Die Erfassung der IMSI und IMEI erfolgt dadurch, dass innerhalb einer solchen Funkzelle eine Basisstation des Mobilfunknetzes durch den "IMSI-Catcher" simuliert wird (vgl. Eckhardt, a.a.O., S. 771; Fox, a.a.O., S. 213). Sämtliche eingeschalteten Mobiltelefone, die sich im Einzugsbereich des "IMSI-Catchers" befinden, senden nunmehr ihre Daten an diesen (von Denkowski, Kriminalistik 2002, S. 117 f.; Gercke, MMR 2003, S. 453 ; ders., StraFo 2003, S. 76 ; Fox, a.a.O., S. 213; Roggan, a.a.O., S. 86; Vassilaki, a.a.O., S. 14). Dabei ist durch eine verstärkte Sendeleistung diese virtuelle Zelle erheblich kleiner als die reguläre Funkzelle (vgl. hierzu Wolter, in: Systematischer Kommentar zur StPO, 2004, § 100 i Rn. 21). Sofern sich in der simulierten Funkzelle mehrere Mobilfunkteilnehmer befinden, sind zur Bestimmung des gesuchten Mobiltelefons mehrere Messungen erforderlich (vgl. Fox, a.a.O., S. 213). Dabei wird die Messtechnik in den Nahbereich des mutmaßlichen Täters gebracht. Es werden an verschiedenen Orten Messungen durchgeführt und nach einem statistischen Auswerteprinzip in Form von Schnittmengen die jeweiligen IMSI/IMEI ermittelt oder zumindest eingegrenzt (vgl. Virnich, Protokoll der 127. Sitzung des Rechtsausschusses des Deutschen Bundestags vom 24. April 2002, S. 2). Zur eindeutigen Bestimmung des gesuchten Endgeräts können auch ein Abgleich der gemessenen Daten mit den Kundendaten der Mobilfunkbetreiber, ein Stimmenvergleich durch einen Testanruf oder eine Observation der Zielperson nötig sein. Während dieser Zeit bleiben die Daten der erfassten Mobiltelefone – gegebenenfalls auch nur die Daten aus der gebildeten Schnittmenge - gespeichert (s. hierzu von Denkowski, a.a.O., S. 118). Sie sind gemäß § 100 i Abs. 3 StPO nach Beendigung der Maßnahme zu löschen.
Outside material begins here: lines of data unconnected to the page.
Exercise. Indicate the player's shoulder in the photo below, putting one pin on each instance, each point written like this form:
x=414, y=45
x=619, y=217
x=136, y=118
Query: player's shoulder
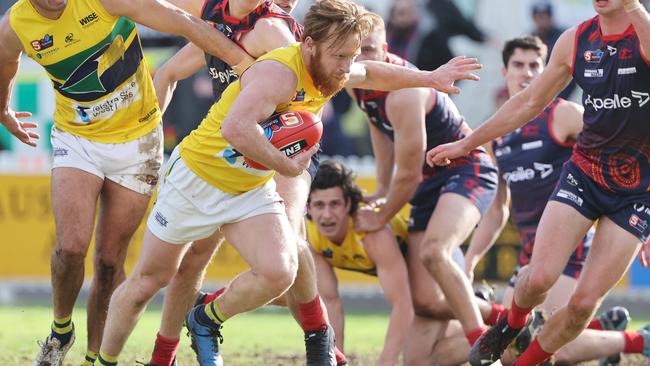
x=568, y=107
x=271, y=24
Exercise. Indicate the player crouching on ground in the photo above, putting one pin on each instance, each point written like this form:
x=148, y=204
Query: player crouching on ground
x=333, y=199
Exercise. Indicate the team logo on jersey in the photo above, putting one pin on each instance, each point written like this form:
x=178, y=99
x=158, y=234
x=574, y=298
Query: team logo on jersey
x=611, y=50
x=88, y=19
x=627, y=70
x=593, y=73
x=638, y=223
x=44, y=43
x=544, y=169
x=225, y=77
x=223, y=28
x=300, y=96
x=617, y=101
x=532, y=145
x=593, y=56
x=625, y=54
x=86, y=78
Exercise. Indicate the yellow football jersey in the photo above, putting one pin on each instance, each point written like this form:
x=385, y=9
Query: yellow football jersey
x=350, y=254
x=212, y=158
x=94, y=60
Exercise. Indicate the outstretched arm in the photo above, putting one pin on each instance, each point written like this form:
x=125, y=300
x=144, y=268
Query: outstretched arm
x=641, y=21
x=383, y=149
x=519, y=109
x=9, y=61
x=488, y=229
x=165, y=17
x=377, y=75
x=383, y=250
x=328, y=289
x=182, y=65
x=266, y=85
x=406, y=111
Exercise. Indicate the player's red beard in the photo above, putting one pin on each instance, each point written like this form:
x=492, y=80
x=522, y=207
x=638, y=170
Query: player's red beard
x=326, y=83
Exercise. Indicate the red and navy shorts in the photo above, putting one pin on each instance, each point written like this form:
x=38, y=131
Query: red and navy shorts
x=629, y=211
x=574, y=265
x=313, y=164
x=476, y=180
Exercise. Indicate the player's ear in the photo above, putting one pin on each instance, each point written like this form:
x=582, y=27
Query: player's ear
x=309, y=43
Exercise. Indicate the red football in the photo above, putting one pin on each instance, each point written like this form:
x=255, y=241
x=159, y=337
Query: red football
x=292, y=132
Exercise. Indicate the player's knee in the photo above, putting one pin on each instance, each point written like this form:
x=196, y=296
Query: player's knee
x=107, y=268
x=580, y=309
x=433, y=255
x=537, y=280
x=70, y=256
x=194, y=262
x=430, y=308
x=280, y=275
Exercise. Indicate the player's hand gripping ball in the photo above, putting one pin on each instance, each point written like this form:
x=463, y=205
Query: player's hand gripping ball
x=292, y=132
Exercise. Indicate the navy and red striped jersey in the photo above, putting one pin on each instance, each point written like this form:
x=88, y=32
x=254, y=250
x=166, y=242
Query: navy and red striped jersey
x=530, y=161
x=614, y=147
x=443, y=122
x=215, y=12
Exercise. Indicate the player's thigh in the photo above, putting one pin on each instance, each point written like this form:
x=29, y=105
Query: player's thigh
x=74, y=204
x=158, y=260
x=264, y=241
x=560, y=230
x=612, y=252
x=295, y=192
x=451, y=222
x=559, y=295
x=121, y=212
x=425, y=291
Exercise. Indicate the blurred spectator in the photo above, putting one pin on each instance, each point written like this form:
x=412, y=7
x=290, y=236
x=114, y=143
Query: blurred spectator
x=549, y=32
x=334, y=141
x=545, y=27
x=402, y=29
x=434, y=50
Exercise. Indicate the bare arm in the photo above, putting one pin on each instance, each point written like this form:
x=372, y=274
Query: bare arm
x=488, y=229
x=182, y=65
x=329, y=292
x=376, y=75
x=383, y=250
x=641, y=21
x=382, y=148
x=567, y=121
x=9, y=62
x=268, y=34
x=191, y=6
x=406, y=110
x=519, y=109
x=165, y=17
x=265, y=85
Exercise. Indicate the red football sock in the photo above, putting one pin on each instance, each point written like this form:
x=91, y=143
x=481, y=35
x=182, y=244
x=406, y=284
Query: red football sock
x=474, y=334
x=517, y=316
x=498, y=312
x=164, y=351
x=340, y=357
x=633, y=342
x=213, y=296
x=533, y=355
x=595, y=324
x=312, y=316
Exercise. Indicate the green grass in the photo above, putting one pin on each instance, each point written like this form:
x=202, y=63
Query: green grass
x=269, y=337
x=266, y=337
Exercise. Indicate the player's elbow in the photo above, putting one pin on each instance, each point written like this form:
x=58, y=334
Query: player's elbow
x=230, y=130
x=410, y=177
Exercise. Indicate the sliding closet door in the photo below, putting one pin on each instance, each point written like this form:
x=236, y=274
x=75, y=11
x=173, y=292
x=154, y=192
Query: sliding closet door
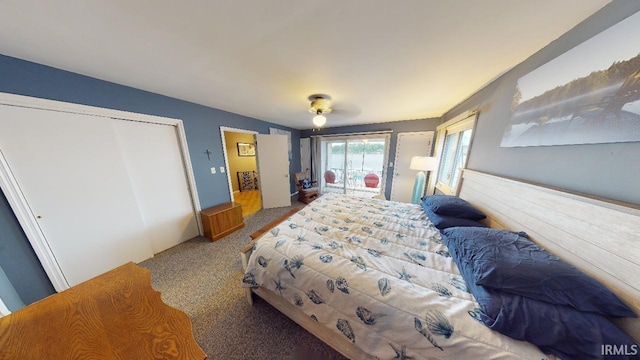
x=69, y=168
x=153, y=159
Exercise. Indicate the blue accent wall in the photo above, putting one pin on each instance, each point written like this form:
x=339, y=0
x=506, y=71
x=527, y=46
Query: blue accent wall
x=395, y=126
x=202, y=127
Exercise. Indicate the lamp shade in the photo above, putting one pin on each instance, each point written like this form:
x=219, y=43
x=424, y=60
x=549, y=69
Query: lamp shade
x=423, y=163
b) § 100 i Abs. 1 Nr. 2 StPO erlaubt die genaue Standortbestimmung eines Mobiltelefons.
aa) Ziel der Maßnahme ist das Auffinden eines Beschuldigten oder Verurteilten zum Zwecke der vorläufigen Festnahme oder Ergreifung aufgrund eines Haft- oder Unterbringungsbefehls. Voraussetzung hierfür ist neben der ungefähren Kenntnis des Standorts, dass die IMSI, die IMEI oder die Telefonnummer des gesuchten Mobiltelefons bekannt sind (s. hierzu von Denkowski, a.a.O., S. 118; Eckhardt, a.a.O., S. 771; Fox, a.a.O., S. 213 f.; Gercke, MMR 2003, S. 453 ; Vassilaki, a.a.O., S. 14). Diese dürfen nicht erst aufgrund einer Maßnahme nach § 100 i Abs. 1 Nr. 1 StPO ermittelt werden, da der Gesetzeswortlaut als Erhebungszweck nur eine Überwachung nach § 100 a StPO zulässt. Allerdings sind nach § 100 i Abs. 4 Satz 4 StPO die Telekommunikationsdienstleister zur Mitteilung der IMSI und IMEI verpflichtet.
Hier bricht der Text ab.